Sus palabras enviaron una nueva ola de vergüenza y calor a través de ella. Se mordió el labio con más fuerza, tratando de reprimir el gemido que amenazaba con escapar. Pero en el fondo, sabía que él tenía razón.

Su cuerpo la traicionaba a cada instante, respondiéndole de maneras que no podía controlar. La humedad entre sus muslos era ya innegable, su coño latiendo de necesidad.

Lo deseaba —lo anhelaba—, incluso mientras su mente gritaba en protesta.

Ross se movió debajo de ella, ajustándola en su regazo, y ella no pudo reprimir el jadeo involuntario que se le escapó cuando su polla endurecida se presionó contra su trasero.

La cabeza de la polla casi estaba dentro, pero entonces nuestro protagonista malvado sobrepoderoso la provocó una y otra vez. Era un cruel recordatorio de lo que estaba por venir, de la inevitabilidad de todo ello.

Su cuerpo, traidor como era, respondió con un escalofrío de anticipación, el calor entre sus piernas volviéndose más insistente.

—Puedo sentir cuánto lo deseas, Iris —murmuró Ross, su mano deslizándose por su espalda, los dedos recorriendo su columna vertebral antes de posarse en la curva de su cadera.

—No importa lo que digas, tu cuerpo dice la verdad.

Lágrimas de frustración y humillación asomaron en las comisuras de sus ojos, pero parpadeó para apartarlas, negándose a darle la satisfacción de verla romperse.

Sin embargo, en el fondo, no podía negar la verdad de sus palabras. Su cuerpo había abandonado la lucha hacía mucho tiempo, y ahora, por mucho que lo odiara, suplicaba por más.

—Y ahora es el momento de darte lo que quieres —dijo Ross. La posicionó una vez más sobre su gruesa y ansiosa polla, se inclinó y la besó apasionadamente, vertiendo todo su deseo en el momento.

Iris se estremeció ante la familiar presión que se acumulaba entre sus piernas, pero se encontró perdida en el ardor de su beso.

No se parecía a nada que hubiera experimentado antes, un torbellino de emociones que le aceleraba el corazón.

Cada roce de sus labios contra los de ella enviaba chispas de electricidad a través de su cuerpo, encendiendo un fuego en su interior que amenazaba con consumirla por completo.
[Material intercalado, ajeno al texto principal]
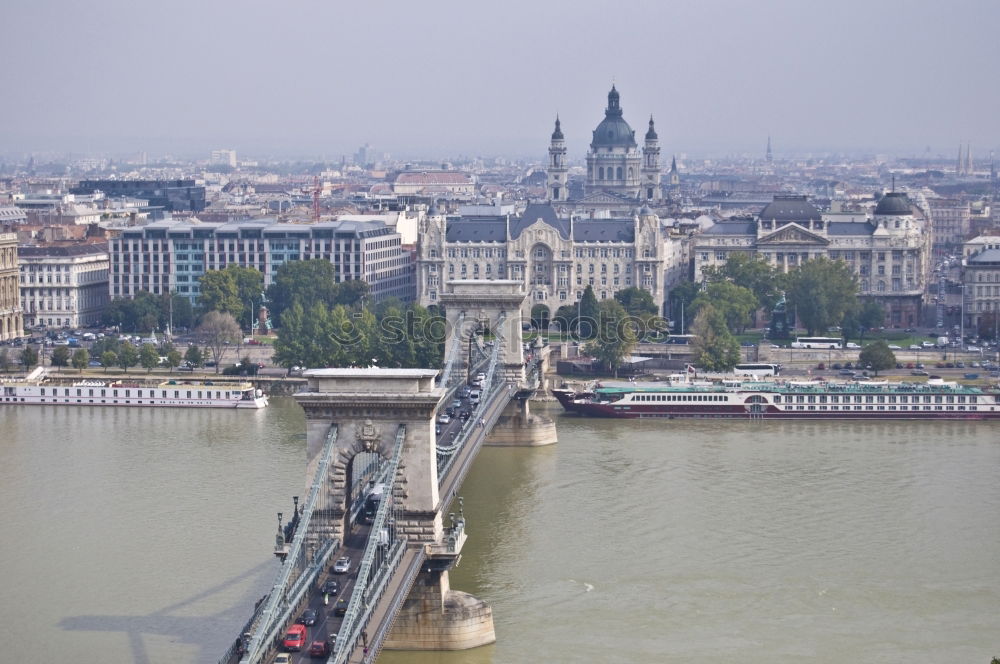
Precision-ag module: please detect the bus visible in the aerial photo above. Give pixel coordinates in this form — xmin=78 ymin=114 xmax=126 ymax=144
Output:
xmin=733 ymin=363 xmax=781 ymax=378
xmin=361 ymin=482 xmax=385 ymax=523
xmin=792 ymin=337 xmax=843 ymax=350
Podía saborear el hambre en su beso, una necesidad desesperada que reflejaba la suya propia, pero el peso de sus emociones contradictorias se cernía sobre ella.

Aun así, se centró en lo que sucedía debajo de ella. Con una mezcla de aprensión y deseo, intentó bajarse sobre la polla de Ross, sintiendo cómo la cabeza presionaba insistentemente contra su entrada.

Sin embargo, rápidamente se dio cuenta de que era simplemente demasiado grande para que su apretado coño pudiera acomodarlo.

Una oleada de frustración se mezcló con su anhelo, pero se negó a desanimarse.

Su cuerpo le estaba respondiendo, su coño húmedo y resbaladizo por la excitación, el líquido lubricante prometiendo ayudarla en su búsqueda de placer.

—Perdóname, Karl. Simplemente no puedo soportarlo más —susurró Iris por lo bajo, una plegaria silenciosa escapando de sus labios mientras la culpa la invadía.

Se estaba ahogando en esta nueva experiencia de placer carnal absoluto, su cuerpo traicionando a su mente.

El conflicto en su interior era palpable; sintió una punzada de arrepentimiento por el hombre que había dejado atrás, incluso mientras su cuerpo ansiaba aquello mismo a lo que había jurado resistirse.